China to Sell Corn Reserves Soon, Analyst Says
SHANGHAI AND BEIJING, China (Agriculture.com) - The Chinese grain stocks, purchase intentions, and production estimates are always an issue of concern and subject of curiosity for the followers of the markets.
However, when one goes to China it is relatively easy to find the reasons and the data that some folks may be eager to know in the U.S., South America, and around the world.
Perhaps because of China's censorship and cultural differences compared with Western democracies, when the country does make public its numbers and does not explain the reasons for its decisions, the guessing game begins.
In general, a lot of people do not feel very comfortable in China talking about food, and some asked not to be identified. Feeding 1.3 billion persons is one of the major concerns of its central government and keeping food security is a top priority. But in communism or other closed regimes, it will depend on the persons you talk to.
Shanghai J.C. Intelligence, a food consultancy that serves several 60 international companies and 1,500 firms in China, unveiled that the current corn stocks in the country are at 150 million tons, and there are ending stocks of 171 million metric tons. Adding to that, the consultancy projects that the output of the cereal wil be 216 metric tons with stunning average yields of 92.06 bushels per acre.

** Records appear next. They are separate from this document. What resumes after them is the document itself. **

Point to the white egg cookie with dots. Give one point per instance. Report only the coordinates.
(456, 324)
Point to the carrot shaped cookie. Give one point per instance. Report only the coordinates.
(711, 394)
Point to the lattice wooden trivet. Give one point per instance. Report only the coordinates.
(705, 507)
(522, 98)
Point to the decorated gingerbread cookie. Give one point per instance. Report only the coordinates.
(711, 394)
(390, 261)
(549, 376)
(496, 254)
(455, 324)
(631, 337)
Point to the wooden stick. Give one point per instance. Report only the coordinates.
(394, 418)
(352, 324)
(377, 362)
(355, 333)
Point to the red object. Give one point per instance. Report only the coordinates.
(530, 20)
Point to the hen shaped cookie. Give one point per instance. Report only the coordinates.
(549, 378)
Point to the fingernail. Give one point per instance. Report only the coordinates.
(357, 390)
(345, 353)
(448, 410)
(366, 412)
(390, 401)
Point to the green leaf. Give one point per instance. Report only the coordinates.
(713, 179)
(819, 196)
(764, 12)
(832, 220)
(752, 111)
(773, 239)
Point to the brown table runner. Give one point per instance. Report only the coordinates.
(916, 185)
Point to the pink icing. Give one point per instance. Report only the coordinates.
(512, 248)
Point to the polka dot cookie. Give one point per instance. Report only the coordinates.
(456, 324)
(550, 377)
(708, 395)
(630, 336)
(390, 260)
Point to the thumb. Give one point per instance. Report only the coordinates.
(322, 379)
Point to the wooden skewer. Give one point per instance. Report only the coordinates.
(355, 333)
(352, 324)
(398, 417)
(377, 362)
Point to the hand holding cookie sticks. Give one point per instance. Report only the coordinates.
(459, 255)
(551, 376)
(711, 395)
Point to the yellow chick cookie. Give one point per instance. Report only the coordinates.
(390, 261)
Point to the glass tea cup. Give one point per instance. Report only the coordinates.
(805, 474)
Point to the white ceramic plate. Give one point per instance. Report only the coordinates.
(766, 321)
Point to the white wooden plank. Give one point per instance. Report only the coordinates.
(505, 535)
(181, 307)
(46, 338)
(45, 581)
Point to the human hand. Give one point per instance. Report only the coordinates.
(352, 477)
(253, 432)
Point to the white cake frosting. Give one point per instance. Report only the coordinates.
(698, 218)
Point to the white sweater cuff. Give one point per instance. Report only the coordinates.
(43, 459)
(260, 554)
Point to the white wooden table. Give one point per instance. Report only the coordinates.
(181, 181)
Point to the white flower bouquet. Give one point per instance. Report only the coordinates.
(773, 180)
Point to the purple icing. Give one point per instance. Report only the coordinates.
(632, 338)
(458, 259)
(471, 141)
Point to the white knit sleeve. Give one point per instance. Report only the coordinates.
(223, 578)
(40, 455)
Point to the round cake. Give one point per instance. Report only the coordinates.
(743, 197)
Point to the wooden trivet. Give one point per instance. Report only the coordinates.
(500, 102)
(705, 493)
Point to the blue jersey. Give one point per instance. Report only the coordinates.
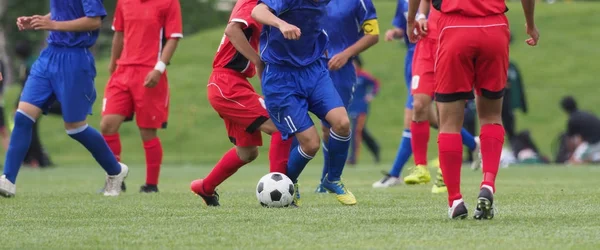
(308, 16)
(66, 10)
(400, 20)
(345, 20)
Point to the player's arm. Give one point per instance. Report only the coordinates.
(235, 32)
(267, 16)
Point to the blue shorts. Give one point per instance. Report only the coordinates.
(65, 75)
(343, 80)
(408, 77)
(291, 92)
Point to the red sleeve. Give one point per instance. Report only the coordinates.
(118, 19)
(243, 15)
(173, 26)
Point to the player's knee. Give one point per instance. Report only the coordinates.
(247, 154)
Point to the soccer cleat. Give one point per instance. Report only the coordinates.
(419, 175)
(485, 205)
(342, 194)
(387, 181)
(7, 188)
(458, 210)
(476, 164)
(439, 186)
(114, 183)
(149, 189)
(211, 200)
(296, 202)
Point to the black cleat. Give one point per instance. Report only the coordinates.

"Our crop is relatively well with productivity, and it is better than last year's crop. The El Niño phenomena brought good rains, and we just had a few losses in our Northwestern belt," said Chery Zhang, a director of the Corn Energy Feed Department at Shanghai J.C Intelligence, to Agriculture.com.
The average yields came up from 86.12 bushels per acre in 2011, and experts say that corn production may continue to increase, while the soybean production in the country tends to go down from the current 11 million tons – already lower from the 12 million tons registered in 2014. One of the reasons is that the country cannot increase its oilseed productivity, which is three times lower than that of corn.

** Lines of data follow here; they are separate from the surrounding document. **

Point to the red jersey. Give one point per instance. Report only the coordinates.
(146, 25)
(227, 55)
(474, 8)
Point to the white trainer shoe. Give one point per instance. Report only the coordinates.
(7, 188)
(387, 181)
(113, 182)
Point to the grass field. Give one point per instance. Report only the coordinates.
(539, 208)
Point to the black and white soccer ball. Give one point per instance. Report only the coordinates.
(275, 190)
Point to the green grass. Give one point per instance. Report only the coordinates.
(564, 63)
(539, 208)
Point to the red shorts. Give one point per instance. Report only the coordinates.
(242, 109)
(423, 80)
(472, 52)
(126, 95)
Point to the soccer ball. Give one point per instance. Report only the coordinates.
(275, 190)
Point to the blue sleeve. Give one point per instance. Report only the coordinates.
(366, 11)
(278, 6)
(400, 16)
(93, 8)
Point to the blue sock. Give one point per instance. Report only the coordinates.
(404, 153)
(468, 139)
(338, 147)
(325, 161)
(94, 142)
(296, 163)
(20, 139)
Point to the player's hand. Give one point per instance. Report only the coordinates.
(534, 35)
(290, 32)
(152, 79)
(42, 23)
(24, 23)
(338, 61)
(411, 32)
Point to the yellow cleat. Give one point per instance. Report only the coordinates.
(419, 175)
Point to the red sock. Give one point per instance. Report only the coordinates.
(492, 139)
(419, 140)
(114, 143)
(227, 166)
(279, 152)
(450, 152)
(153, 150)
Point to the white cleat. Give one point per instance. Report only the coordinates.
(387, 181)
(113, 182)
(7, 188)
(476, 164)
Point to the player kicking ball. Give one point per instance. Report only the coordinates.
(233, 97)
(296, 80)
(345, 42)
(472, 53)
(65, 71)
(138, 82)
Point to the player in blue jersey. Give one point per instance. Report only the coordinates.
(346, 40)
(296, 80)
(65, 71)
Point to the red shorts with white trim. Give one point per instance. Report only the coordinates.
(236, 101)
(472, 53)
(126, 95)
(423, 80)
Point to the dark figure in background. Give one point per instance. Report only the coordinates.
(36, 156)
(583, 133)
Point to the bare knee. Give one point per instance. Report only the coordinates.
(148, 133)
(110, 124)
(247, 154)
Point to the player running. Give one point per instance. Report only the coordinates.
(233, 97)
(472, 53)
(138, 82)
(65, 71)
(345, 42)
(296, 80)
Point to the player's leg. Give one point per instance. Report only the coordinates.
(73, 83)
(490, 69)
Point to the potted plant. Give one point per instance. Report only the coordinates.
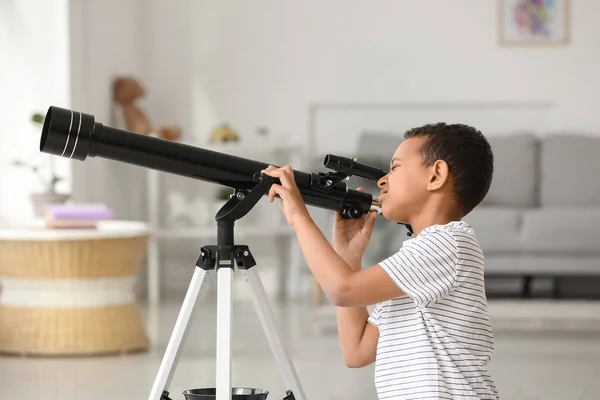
(48, 178)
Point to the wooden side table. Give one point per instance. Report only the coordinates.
(71, 292)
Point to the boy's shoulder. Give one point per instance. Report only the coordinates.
(431, 265)
(450, 236)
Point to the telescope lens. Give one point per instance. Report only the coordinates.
(67, 133)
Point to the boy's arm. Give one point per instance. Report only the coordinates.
(342, 285)
(358, 337)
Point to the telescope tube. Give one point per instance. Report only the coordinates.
(76, 135)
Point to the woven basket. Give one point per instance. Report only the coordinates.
(70, 297)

Corn has a market fully controlled by the governments administrating directly the trading companies and subsidizing local farmers, while soybeans have a free market without any quotas. On corn, the government targets different importing quotas every year. In 2011, it was 7.2 million metric tons. In 2014, it was 7 million tons. After the quota, tariffs go up. Yet, it is always unknown when the government is going to sell part of its reserves.

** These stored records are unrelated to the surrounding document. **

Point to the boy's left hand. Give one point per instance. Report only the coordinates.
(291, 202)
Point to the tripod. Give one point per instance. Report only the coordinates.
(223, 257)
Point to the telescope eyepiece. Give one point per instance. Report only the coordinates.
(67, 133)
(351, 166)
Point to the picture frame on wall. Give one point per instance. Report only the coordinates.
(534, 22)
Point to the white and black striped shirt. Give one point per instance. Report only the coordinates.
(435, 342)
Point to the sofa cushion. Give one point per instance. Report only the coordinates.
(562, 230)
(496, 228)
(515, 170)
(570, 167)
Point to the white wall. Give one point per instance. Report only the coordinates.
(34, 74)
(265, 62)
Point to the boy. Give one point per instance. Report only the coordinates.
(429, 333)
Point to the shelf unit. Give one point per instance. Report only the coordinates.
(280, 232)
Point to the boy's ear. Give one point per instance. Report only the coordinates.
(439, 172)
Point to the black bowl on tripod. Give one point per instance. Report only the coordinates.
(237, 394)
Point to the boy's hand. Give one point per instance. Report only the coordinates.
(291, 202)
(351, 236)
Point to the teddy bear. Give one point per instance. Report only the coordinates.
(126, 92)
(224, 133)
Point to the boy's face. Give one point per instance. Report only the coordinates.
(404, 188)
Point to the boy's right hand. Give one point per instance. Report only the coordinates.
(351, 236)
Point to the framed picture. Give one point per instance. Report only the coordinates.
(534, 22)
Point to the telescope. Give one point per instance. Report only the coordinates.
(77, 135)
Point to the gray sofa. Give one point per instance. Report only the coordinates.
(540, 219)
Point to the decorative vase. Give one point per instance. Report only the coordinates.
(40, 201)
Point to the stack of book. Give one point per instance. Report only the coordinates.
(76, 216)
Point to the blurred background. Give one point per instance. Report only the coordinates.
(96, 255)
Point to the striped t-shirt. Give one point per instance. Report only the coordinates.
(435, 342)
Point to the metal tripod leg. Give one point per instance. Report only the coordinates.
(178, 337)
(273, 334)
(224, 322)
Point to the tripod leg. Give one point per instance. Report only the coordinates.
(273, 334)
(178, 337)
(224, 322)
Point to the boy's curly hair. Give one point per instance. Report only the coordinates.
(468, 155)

"Nobody knows when, but the government will sell 50 million tons by anytime soon. Indeed, policy changing is what hurts the most Chinese, not infrastructure or scale," analyzes Cherry Zhang.
But Loren Puette, a Taipei-based analyst of ChinaAg and former employee of Fintract Inc., a USAID contractor, reveals what many observers have suspected recently. Blockades of corn and sorghum cargo in China, either because of inspections or GMO, are done to protect local farmers primarily.
"Nobody will be able to prove that is 100% the reason, but the imports are blocked for an economic reason, usually when local supply is high. They would be violating WTO laws if this is proven," affirmed Puette, when asked by e-mail.
Most analysts also agree that GMO corn is a worry and will continue to be blocked. Another very interesting development throughout last years and months was the growing demand in China for sorghum as a replacement for corn. Also, with a local increase of production, the government may ban sorghum in the future and ramp up inspections and examinations.
"The demand for feedmeal will grow slower in the short-term and stabilize in the mid-term, impacting sorghum. Sorghum is the current alternative to corn quotas, but this can change. I forecast also stability for soybeans," predicts analyst Cherry Zhang.
Other trends of interest to U.S. farmers are the ones related to wheat. Australia, Canada, and the U.S. are currently the top three suppliers of the winter cereal to China, but the Chinese government may shift it to another market. "China is changing the supply chain network. They are seeking wheat from Central Asia suppliers to have alternatives," Puette told Agriculture.com.
As this story developed, the stock market started to crash in China. The Financial Securities Corporation lent US$ 42 billion for the purchase of blue chip stocks for the 21 biggest brokers in the country in order to revert some losses of the Shanghai Stock Exchange. Accounting from June, losses on equities overcame US$ 4 trillion. Yesterday, the Shanghai Index Composite crashed again with a fall of 8.5%.
For British investment broker Adrian Bliss of the St. James's Place Wealth in Shanghai, the crash is a result of exaggerated incentives of the government for common citizens, without knowledge of the markets, to invest their savings.
"The State TV pushed people to invest their money saying that the country invested a lot in infrastructure. It was very easy to these investments. Taxi drivers did it through cell phone apps. But nobody wanted to see the bubble," explained Bliss to Agriculture.com, who also criticized aggressive brokers who "harassed" potential investors seeking a better commission.
But executives interviewed by Agriculture.com, mostly Brazilians, said that they will stand firm on their expansion plans in China, especially from the manufacturing sector, saying the crash was too small compared to the total economic output in the country.
The International Monetary Fund later maintained a significant forecast for the Chinese GDP with 6.8% for 2015, 6.3% in 2016, and 6% in 2017. Yet, the Chinese government announced a growth of 7% in the second quarter of this year, surprising many analysts.